10. En dernier lieu, pour les mêmes motifs que ceux exposés au point 7. du présent jugement, les moyens tirés de la méconnaissance de l’article 8 de la convention européenne de sauvegarde des droits de l’homme et des libertés fondamentales et de l’erreur manifeste dans l’appréciation des conséquences de sa décision sur la situation personnelle de M. C doivent être écartés.
En ce qui concerne la légalité de la décision fixant le pays de destination :
11. La décision attaquée par laquelle le préfet de police a fixé le pays à destination duquel M. C sera éloigné, en excluant les Etats membres de l’Union européenne, ne comporte aucun élément relatif à sa situation personnelle et familiale et ne précise pas en particulier qu’il est titulaire d’un titre de séjour délivré par les autorités allemandes valable jusqu’au 3 mai 2031. Dans ces circonstances, le préfet de police a entaché sa décision d’un défaut d’examen particulier de la situation de M. C.
12. Il résulte de tout ce qui précède que M. C est uniquement fondé à demander l’annulation de l’arrêté du 7 janvier 2025 en tant qu’il a fixé le pays à destination duquel il pourrait être renvoyé.
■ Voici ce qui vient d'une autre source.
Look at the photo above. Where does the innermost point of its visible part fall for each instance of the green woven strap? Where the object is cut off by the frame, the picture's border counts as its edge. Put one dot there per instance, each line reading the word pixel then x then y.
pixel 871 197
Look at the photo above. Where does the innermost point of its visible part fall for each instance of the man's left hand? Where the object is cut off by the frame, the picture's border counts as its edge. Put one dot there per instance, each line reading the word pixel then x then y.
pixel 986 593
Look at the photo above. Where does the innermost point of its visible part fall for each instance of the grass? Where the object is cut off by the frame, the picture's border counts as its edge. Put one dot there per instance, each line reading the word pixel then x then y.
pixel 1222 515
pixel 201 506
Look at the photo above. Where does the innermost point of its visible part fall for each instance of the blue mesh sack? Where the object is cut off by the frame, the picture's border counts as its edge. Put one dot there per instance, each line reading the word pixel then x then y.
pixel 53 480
Sur les conclusions à fin d’injonction :
13. Le présent jugement, qui n’annule que la décision fixant le pays de destination, n’implique aucune mesure d’exécution. Par suite, les conclusions à fin d’injonction doivent être rejetées.
Sur les frais liés au litige :
14. Il n’y a pas lieu, dans les circonstances de l’espèce, de mettre à la charge de l’Etat une somme à verser à M. C au titre des dispositions de l’article L. 761-1 du code de justice administrative.
D E C I D E :
Article 1er : L’arrêté du préfet de police en date du 7 janvier 2025 est annulé en tant qu’il fixe le pays à destination duquel M. C sera éloigné.
Article 2 : Le surplus de la requête de M. C est rejeté.
Article 3 : Le présent jugement sera notifié à M. D C et au préfet de police.
Délibéré après l’audience du 8 avril 2025, à laquelle siégeaient :
— Mme Topin, présidente ;
— M. Matalon, premier conseiller ;
— M. Hémery, premier conseiller.
Rendu public par mise à disposition au greffe le 30 avril 2025.
La présidente-rapporteure,
Signé
E. Topin
L’assesseur le plus ancien,
Signé
D. MatalonLa greffière,
Signé
E. Cardoso
La République demande et ordonne au préfet de police en ce qui le concerne ou à tous commissaires de justice à ce requis en ce qui concerne les voies de droit commun contre les parties privées, de pourvoir à l’exécution de la présente décision.